Microbial control over carbon cycling in soil

Abstract

A major thrust of terrestrial microbial ecology is focused on understanding when and how the composition of the microbial community affects the functioning of biogeochemical processes at the ecosystem scale (meters-to-kilometers and days-to-years). While research has demonstrated these linkages for physiologically and phylogenetically "narrow" processes such as trace gas emissions and nitrification, there is less conclusive evidence that microbial community composition influences the "broad" processes of decomposition and organic matter (OM) turnover in soil. In this paper, we consider how soil microbial community structure influences C cycling. We consider the phylogenetic level at which microbes form meaningful guilds, based on overall life history strategies, and suggest that these are associated with deep evolutionary divergences, while much of the species-level diversity probably reflects functional redundancy. We then consider under what conditions it is possible for differences among microbes to affect process dynamics, and argue that while microbial community structure may be important in the rate of OM breakdown in the rhizosphere and in detritus, it is likely not important in the mineral soil. In mineral soil, physical access to occluded or sorbed substrates is the rate-limiting process. Microbial community influences on OM turnover in mineral soils are based on how organisms allocate the C they take up - not only do the fates of the molecules differ, but they can affect the soil system differently as well. For example, extracellular enzymes and extracellular polysaccharides can be key controls on soil structure and function. How microbes allocate C may also be particularly important for understanding the long-term fate of C in soil - is it sequestered or not?

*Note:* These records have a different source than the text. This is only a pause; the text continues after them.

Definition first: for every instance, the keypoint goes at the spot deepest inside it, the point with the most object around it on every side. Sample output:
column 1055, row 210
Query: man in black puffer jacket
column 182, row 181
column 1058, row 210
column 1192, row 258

Keywords: carbon; diversity; litter; microbial communities; roots; soil.

FIGURE 1

Microbial C cycling: the relative roles of physical access to soil C pools and of microbial allocation patterns in regulating overall soil C dynamics.

FIGURE 2

The main zones in soil, the characteristics that regulate microbial functioning within each zone, and the dominant guilds of microbes present. In litter and the rhizosphere (outlined in green), microbial community composition likely affects both the rate of processes and the fate of C. In mineral soil (outlined in brown), microbial community composition likely only controls the fate of C. In dead roots, community composition probably regulates both rate and fate, but little research has been done on this compartment.